Comparison in Anthropology

Comparison in Anthropology
Author: Matei Candea
Publisher: Cambridge University Press
Total Pages: 407
Release: 2019
Genre: Social Science
ISBN: 1108474608

Download Comparison in Anthropology Book in PDF, ePub and Kindle

Presents a systematic rethinking of the power and limits of comparison in anthropology.

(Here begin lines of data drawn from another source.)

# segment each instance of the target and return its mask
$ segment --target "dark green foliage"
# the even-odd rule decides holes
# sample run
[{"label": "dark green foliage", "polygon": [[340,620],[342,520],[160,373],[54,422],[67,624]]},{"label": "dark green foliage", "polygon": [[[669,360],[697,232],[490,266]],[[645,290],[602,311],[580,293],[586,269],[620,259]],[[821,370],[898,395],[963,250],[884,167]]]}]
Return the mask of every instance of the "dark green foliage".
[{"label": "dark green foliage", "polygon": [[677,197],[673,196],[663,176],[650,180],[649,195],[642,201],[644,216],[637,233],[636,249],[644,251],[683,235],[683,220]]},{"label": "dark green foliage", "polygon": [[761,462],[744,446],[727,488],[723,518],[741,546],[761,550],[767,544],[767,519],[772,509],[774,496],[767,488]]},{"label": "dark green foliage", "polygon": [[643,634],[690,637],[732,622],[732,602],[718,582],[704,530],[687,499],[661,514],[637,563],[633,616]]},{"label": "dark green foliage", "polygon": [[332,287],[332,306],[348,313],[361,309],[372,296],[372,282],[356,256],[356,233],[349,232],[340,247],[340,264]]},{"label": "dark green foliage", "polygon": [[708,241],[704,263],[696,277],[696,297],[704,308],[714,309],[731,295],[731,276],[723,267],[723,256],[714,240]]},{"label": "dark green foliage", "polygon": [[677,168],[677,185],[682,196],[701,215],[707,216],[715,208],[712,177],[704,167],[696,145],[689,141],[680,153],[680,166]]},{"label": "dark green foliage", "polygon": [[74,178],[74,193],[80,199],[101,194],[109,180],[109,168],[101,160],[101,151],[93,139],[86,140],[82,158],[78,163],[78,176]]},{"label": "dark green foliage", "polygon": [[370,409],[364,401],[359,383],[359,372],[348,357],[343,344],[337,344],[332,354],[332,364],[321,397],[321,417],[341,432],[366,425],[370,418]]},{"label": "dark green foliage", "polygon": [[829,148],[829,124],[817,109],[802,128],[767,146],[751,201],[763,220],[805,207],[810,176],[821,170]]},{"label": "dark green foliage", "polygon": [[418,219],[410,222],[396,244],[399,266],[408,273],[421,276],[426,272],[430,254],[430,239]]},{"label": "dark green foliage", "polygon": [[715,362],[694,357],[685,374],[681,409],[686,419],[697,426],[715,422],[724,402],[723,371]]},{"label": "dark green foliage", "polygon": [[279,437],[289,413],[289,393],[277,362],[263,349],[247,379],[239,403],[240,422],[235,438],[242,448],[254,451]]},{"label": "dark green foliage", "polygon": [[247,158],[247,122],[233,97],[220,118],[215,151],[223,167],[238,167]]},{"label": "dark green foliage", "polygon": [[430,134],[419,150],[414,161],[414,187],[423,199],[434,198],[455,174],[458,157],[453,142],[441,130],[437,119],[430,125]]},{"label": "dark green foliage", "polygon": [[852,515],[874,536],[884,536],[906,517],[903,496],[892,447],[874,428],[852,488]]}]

Introducing Cultural Anthropology

Introducing Cultural Anthropology
Author: Brian M. Howell
Publisher: Baker Academic
Total Pages: 304
Release: 2019-06-18
Genre: Social Science
ISBN: 1493418068

Download Introducing Cultural Anthropology Book in PDF, ePub and Kindle

What is the role of culture in human experience? This concise yet solid introduction to cultural anthropology helps readers explore and understand this crucial issue from a Christian perspective. Now revised and updated throughout, this new edition of a successful textbook covers standard cultural anthropology topics with special attention given to cultural relativism, evolution, and missions. It also includes a new chapter on medical anthropology. Plentiful figures, photos, and sidebars are sprinkled throughout the text, and updated ancillary support materials and teaching aids are available through Baker Academic's Textbook eSources.


Spirits Captured in Stone

Spirits Captured in Stone
Author: Jay H. Bernstein
Publisher: Lynne Rienner Publishers
Total Pages: 228
Release: 1997
Genre: Medical
ISBN: 9781555876920

Download Spirits Captured in Stone Book in PDF, ePub and Kindle

"This fascinating case study focuses on shamanism and the healing practices of the Taman, a formerly tribal society indigenous to the interior of Borneo. The Taman typically associate illness with an encounter with spirits that both seduce and torment a person in dreams or waking life. Rather than use medicines to counter the effect of these discomforting visitors, the shamans - called baliens - use stones that are said to contain the convergence of wild spirits that have come into being during the initiation ceremony".--P. 209.


Engaged Anthropology

Engaged Anthropology
Author: Stuart Kirsch
Publisher: Univ of California Press
Total Pages: 322
Release: 2018-03-30
Genre: Social Science
ISBN: 0520297946

Download Engaged Anthropology Book in PDF, ePub and Kindle

Does anthropology have more to offer than just its texts? In this timely and remarkable book, Stuart Kirsch shows how anthropology can—and why it should—become more engaged with the problems of the world. Engaged Anthropology draws on the author’s experiences working with indigenous peoples fighting for their environment, land rights, and political sovereignty. Including both short interventions and collaborations spanning decades, it recounts interactions with lawyers and courts, nongovernmental organizations, scientific experts, and transnational corporations. This unflinchingly honest account addresses the unexamined “backstage” of engaged anthropology. Coming at a time when some question the viability of the discipline, the message of this powerful and original work is especially welcome, as it not only promotes a new way of doing anthropology, but also compellingly articulates a new rationale for why anthropology matters.